Dans l’imposante verticalité de l’architecture, ces gisants semblent des vermisseaux aspirant à sortir de leur rigidité cadavérique. Membres levés vers le haut, buste se convulsant au ralenti, dans un ondoiement microscopique perpétuel, cet assemblage humain mouvant ne perd jamais de son tropisme vers la lumière.

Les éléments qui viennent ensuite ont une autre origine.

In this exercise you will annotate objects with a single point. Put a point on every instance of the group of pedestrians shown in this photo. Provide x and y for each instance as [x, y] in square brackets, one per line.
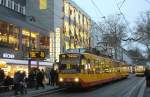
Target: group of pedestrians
[35, 79]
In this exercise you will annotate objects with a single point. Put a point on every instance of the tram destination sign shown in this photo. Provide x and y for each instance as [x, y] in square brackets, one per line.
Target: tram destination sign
[37, 55]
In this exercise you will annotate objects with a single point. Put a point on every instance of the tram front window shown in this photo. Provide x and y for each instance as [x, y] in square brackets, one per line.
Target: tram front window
[70, 68]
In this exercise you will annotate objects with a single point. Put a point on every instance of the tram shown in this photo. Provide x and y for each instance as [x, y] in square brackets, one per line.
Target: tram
[84, 69]
[139, 70]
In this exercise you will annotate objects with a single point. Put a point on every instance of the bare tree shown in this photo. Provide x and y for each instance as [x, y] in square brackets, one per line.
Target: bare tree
[143, 30]
[137, 56]
[114, 32]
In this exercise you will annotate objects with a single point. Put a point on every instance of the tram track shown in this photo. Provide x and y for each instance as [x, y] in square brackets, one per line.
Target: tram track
[53, 91]
[116, 89]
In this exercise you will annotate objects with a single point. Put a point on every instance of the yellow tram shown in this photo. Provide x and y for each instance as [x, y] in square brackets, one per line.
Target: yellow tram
[86, 69]
[139, 70]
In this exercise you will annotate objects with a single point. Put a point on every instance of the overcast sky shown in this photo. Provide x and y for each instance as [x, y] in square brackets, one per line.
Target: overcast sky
[131, 8]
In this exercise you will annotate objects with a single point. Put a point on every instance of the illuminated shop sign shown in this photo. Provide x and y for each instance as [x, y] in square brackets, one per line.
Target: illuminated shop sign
[37, 55]
[7, 55]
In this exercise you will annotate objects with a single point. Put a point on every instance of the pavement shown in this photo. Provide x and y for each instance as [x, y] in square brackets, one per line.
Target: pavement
[30, 92]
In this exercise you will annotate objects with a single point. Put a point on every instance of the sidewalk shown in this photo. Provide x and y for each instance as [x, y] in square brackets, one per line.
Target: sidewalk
[147, 92]
[30, 92]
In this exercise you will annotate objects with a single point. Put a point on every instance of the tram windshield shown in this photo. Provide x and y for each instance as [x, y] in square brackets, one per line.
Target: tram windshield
[70, 63]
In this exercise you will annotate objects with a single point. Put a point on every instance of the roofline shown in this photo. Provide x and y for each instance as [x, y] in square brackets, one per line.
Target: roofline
[79, 8]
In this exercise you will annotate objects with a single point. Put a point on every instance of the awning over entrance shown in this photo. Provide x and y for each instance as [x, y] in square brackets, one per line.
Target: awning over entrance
[2, 64]
[25, 62]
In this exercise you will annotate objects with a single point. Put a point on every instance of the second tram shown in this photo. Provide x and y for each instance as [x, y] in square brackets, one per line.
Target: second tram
[87, 69]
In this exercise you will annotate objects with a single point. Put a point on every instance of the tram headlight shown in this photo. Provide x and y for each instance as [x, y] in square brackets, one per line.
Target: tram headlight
[76, 79]
[61, 79]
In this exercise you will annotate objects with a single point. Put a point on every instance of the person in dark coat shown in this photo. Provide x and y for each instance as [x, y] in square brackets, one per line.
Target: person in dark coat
[147, 75]
[8, 81]
[2, 76]
[52, 74]
[18, 79]
[39, 79]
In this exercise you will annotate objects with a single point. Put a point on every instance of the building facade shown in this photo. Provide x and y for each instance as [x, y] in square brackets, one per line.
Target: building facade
[68, 25]
[18, 37]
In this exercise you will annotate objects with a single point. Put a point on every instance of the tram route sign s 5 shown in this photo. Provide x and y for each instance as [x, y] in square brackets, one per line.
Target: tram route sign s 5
[34, 55]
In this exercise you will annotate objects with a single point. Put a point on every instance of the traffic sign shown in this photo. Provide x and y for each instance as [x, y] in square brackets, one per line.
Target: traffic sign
[37, 55]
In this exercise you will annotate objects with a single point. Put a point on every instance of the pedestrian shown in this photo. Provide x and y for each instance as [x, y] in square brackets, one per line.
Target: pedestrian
[24, 82]
[52, 74]
[39, 79]
[147, 75]
[2, 76]
[8, 82]
[56, 77]
[17, 83]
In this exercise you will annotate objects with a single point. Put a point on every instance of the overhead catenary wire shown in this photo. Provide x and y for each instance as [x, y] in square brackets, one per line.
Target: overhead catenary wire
[147, 1]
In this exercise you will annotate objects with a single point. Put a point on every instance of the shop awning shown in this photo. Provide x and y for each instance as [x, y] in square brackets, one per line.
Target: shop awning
[2, 64]
[25, 62]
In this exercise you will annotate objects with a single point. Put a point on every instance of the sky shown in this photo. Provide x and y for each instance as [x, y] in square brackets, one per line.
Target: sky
[131, 8]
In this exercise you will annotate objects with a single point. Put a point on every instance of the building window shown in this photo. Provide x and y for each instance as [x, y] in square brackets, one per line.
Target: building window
[10, 4]
[43, 4]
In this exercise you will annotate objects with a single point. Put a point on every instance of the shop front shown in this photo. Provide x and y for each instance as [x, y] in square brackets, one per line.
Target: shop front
[12, 65]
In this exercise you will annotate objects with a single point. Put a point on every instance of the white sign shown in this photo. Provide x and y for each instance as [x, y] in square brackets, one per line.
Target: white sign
[6, 55]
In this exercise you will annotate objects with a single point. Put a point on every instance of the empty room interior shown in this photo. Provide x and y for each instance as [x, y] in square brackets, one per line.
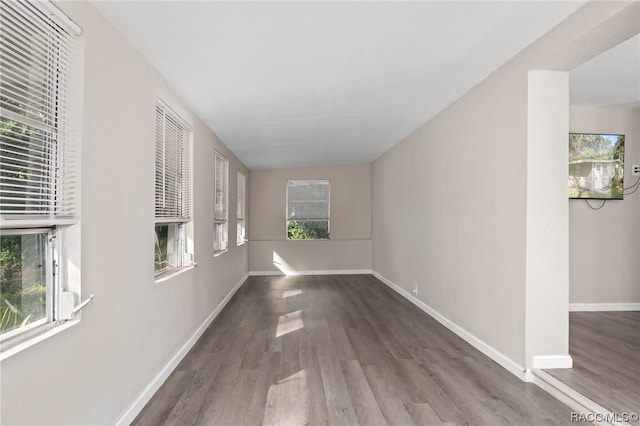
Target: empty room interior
[331, 212]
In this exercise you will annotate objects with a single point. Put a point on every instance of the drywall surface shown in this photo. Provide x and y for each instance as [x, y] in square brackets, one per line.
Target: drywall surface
[605, 244]
[547, 249]
[449, 204]
[93, 372]
[349, 246]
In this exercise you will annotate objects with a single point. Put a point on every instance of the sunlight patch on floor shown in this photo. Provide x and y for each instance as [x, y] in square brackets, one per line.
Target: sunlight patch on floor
[288, 401]
[289, 323]
[290, 293]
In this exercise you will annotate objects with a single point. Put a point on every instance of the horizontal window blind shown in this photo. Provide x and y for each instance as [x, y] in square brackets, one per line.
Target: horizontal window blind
[173, 167]
[308, 200]
[221, 187]
[38, 159]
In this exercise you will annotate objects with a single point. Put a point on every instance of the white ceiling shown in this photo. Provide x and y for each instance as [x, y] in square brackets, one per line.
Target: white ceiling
[612, 78]
[290, 84]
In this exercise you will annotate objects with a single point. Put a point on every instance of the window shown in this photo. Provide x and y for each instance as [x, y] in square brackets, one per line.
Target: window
[173, 190]
[220, 228]
[241, 235]
[308, 209]
[38, 187]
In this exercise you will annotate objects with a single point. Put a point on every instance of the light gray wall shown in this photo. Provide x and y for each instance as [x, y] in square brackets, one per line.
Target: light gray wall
[349, 246]
[450, 201]
[91, 373]
[605, 243]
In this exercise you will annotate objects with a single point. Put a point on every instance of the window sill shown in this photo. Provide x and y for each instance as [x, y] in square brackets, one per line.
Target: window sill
[166, 276]
[55, 329]
[218, 253]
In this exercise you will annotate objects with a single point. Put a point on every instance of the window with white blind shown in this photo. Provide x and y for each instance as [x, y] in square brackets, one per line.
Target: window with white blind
[241, 234]
[308, 209]
[39, 185]
[221, 217]
[173, 191]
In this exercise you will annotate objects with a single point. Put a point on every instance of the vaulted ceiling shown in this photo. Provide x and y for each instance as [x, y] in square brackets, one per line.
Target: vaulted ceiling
[289, 84]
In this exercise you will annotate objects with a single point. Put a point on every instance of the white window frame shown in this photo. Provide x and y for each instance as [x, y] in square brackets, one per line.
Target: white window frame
[290, 216]
[221, 205]
[241, 210]
[48, 29]
[173, 190]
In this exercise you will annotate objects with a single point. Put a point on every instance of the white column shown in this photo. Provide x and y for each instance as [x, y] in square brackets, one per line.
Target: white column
[547, 259]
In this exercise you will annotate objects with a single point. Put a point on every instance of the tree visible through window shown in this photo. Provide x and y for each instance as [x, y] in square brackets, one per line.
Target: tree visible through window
[38, 144]
[173, 190]
[308, 209]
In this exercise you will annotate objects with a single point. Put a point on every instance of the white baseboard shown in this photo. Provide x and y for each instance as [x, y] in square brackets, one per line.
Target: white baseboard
[594, 307]
[552, 361]
[483, 347]
[570, 397]
[321, 272]
[130, 414]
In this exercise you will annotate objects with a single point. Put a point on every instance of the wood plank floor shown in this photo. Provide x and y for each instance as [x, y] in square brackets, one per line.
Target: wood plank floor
[339, 350]
[605, 347]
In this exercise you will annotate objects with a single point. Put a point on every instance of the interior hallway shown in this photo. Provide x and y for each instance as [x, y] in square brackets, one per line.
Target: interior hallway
[339, 350]
[605, 347]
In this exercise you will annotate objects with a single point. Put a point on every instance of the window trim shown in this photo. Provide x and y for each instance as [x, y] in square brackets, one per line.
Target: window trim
[241, 210]
[328, 220]
[218, 221]
[61, 220]
[183, 214]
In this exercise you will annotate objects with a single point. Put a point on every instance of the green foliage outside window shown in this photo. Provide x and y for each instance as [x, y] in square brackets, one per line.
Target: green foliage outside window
[23, 289]
[308, 230]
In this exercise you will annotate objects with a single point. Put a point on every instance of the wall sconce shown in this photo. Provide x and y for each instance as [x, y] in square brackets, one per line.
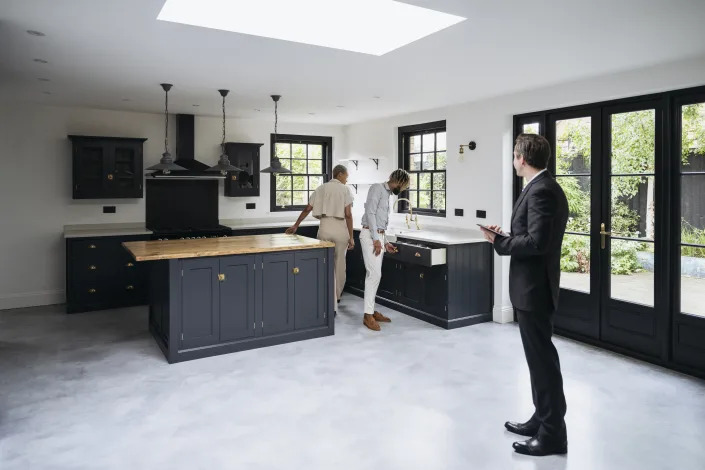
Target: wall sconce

On est loin d’une danse macabre.L’art de Myriam Gourfink est fondé sur les techniques respiratoires du yoga et sur une connaissance approfondie du mouvement des muscles et fascias, ce réseau de membranes enveloppant les organes.
Le prisme de la lenteur est, pour la chorégraphe, un moyen «d’arriver à un endroit de circulation qui rassemble tout le reste du corps, comme une grande toile d’araignée». Une approche exigeant concentration et maîtrise physique chez les danseurs.

Leur gestuelle arachnéenne est soutenue par la musique vibrante du compositeur Kaspar T. Toeplitz. Sa basse électrique émet un bourdonnement continu et Didier Casamitjana tire des sons caverneux de gongs et d’un tambour chamanique tendu d’un morceau de peau de yourte. Pour Baudelaire, «les morts, les pauvres morts, ont de grandes douleurs » mais ils sont ici du côté des vivants et suscitent une émotion recueillie dans le public. Le Panthéon n’est pas un cimetière mais un endroit de l’esprit où l’on honore des hommes et femmes de courage.
La douceur de Rêche s’inscrit à contre-courant du langage guerrier. «Il me semble dit Myriam Gourfink, qu’aujourd’hui, chercher la tendresse est un effort à renouveler tous les jours.» Après cette première mondiale, la pièce ira en tournée, donc ne la manquez pas.

 Mireille Davidovici

Jusqu’au 28 septembre, au Panthéon, Centre des monuments nationaux, place du Panthéon, Paris (Vème). Dans le cadre de l’Atelier de Paris. T. : 01 41 74 17 07 et du Festival d’Automne à Paris 

 Les 5 et 6 novembre, Théâtre du Beauvaisis-Scène nationale, Beauvais (Oise).